JIM CYMBALA: One thing we can't do in prayer is have a spirit of anger or resentment or unforgiveness toward another person because the whole philosophy of prayer, the whole approach to the throne of grace, is that I'm only there, sinful as I am, I'm only there and can pray in Jesus' name because God has been so merciful to me and to you. The thing about prayer that reaches God's ear is that it comes from a sincere heart that wants to walk in the light and is looking to God in faith.
SCOTT ROSS: Let me contextualize this a bit and put it in historical perspective. Recent history, September 11, you guys are right there in Brooklyn. You look across the river where two towers once stood. A number of your people were in those buildings. I know thousands of you folks prayed for your folks. Some lived; some died. Why?
JIM CYMBALA: Because God is sovereign and there are mysteries that I won't understand until I get to see Jesus. We lost more, I think, than any church in New York City - four people we lost. Dozens of others just got out of the area in time. Why some perished and went to be with the Lord and why others escaped, until I see the Lord, I won't understand. But I'm still going to have faith in the fact that God does all things well, and His ways are not my ways and His thoughts are not my thoughts. There comes a point in life, as you know yourself, you just have to leave it with God and say, 'God, I don't understand this, but then again I'm living in a finite body and a finite mind. When I see You, You'll explain this whole thing to me.'
SCOTT ROSS: Are we doing what we're supposed to be doing as the Church?
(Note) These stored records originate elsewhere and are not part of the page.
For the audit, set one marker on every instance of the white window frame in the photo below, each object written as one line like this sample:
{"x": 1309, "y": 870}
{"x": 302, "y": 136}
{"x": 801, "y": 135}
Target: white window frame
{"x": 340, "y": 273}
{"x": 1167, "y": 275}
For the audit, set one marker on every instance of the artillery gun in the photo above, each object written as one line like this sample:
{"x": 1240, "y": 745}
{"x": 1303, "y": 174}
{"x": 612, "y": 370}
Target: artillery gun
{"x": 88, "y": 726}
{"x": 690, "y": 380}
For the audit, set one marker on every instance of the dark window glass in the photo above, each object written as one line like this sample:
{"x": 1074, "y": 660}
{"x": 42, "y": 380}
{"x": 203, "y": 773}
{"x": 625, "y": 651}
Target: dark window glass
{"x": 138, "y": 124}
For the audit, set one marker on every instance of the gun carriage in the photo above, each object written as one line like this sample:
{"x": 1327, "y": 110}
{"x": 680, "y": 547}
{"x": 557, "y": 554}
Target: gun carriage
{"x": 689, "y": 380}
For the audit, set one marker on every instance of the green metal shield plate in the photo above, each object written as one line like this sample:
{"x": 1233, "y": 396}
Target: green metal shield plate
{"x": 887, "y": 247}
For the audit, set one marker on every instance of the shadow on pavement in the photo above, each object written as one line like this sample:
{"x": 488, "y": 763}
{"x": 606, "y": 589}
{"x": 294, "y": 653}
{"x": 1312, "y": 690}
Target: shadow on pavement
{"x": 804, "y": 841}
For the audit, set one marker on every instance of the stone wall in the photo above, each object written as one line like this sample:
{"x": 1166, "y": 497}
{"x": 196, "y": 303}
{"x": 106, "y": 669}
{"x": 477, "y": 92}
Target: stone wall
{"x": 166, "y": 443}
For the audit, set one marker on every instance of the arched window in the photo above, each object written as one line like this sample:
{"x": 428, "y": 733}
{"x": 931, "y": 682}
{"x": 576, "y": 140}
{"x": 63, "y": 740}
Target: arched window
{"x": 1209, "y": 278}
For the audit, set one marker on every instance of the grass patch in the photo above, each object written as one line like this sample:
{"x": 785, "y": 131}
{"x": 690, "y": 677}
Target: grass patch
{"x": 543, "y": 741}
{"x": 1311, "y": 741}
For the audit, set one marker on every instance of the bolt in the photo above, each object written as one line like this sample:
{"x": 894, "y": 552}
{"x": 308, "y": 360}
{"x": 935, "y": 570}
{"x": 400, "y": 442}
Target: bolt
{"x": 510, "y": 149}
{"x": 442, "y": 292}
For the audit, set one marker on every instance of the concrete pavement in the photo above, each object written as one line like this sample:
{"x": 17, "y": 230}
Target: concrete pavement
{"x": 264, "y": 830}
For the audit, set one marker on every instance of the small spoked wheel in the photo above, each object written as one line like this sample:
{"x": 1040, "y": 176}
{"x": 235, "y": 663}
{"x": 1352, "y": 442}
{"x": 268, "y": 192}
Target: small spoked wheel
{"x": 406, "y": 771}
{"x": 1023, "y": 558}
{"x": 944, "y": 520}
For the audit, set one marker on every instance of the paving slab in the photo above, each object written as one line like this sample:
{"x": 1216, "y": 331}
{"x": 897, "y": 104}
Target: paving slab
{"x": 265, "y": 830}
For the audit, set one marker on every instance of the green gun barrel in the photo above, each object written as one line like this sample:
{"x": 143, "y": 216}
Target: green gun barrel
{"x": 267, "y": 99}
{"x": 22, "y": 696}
JIM CYMBALA: In Acts 4, when Peter was released, the first persecution of the church, they prayed. Paul says in 1 Timothy, 'First of all, then, I want men and women in the church to pray.' I don't think it's our 'first of all' priority. I think we've pushed teaching and the music and worship to a place that it doesn't really hold in Scripture. Not that those things are not important. And we've lost the element of prayer. In other words, how many churches in the cities of the listeners and the viewers here today, how many churches in these cities have prayer meetings attended by the pastor, where corporately everyone comes together and says, 'Wait a minute. If these promises are true in the Bible - 'Call upon me and I'll answer you,' 'Ask and you shall receive' - well, let's do it.
SCOTT ROSS (reporting): In May 2003, Jim Cymbala and his congregation did just that. A member's niece was kidnapped in Trinidad. She had been held prisoner for a week. They knew they needed a miraculous breakthrough.
JIM CYMBALA: They were asking half a million dollars. This is a rampant thing now going on in Trinidad and Tobago. She brought it on a Tuesday night, with great faith and urgency, to the front of the church. I let her take the microphone and tell the story to the people who were gathered here to pray. When we found out that her niece was being held, and God knows what was going on there, and could die, could be sexually abused, we began to call on the Lord like Paul said, 'I travail like a mother giving birth till Christ be formed in you.' I mean, our church became like a labor room. It was incredible. People began to cry out to God in prayer and with faith. Out of nowhere, the next day the call comes from Trinidad. The kidnappers just looked at her, put her in a car, drove her down the road, tossed her out, unhurt, unharmed, no ransom paid. God still answers prayer, and nothing is too hard for Him. So viewers that are watching today, whatever the problem is you're facing and you say, 'God could never do that,' you're wrong. With God nothing is impossible.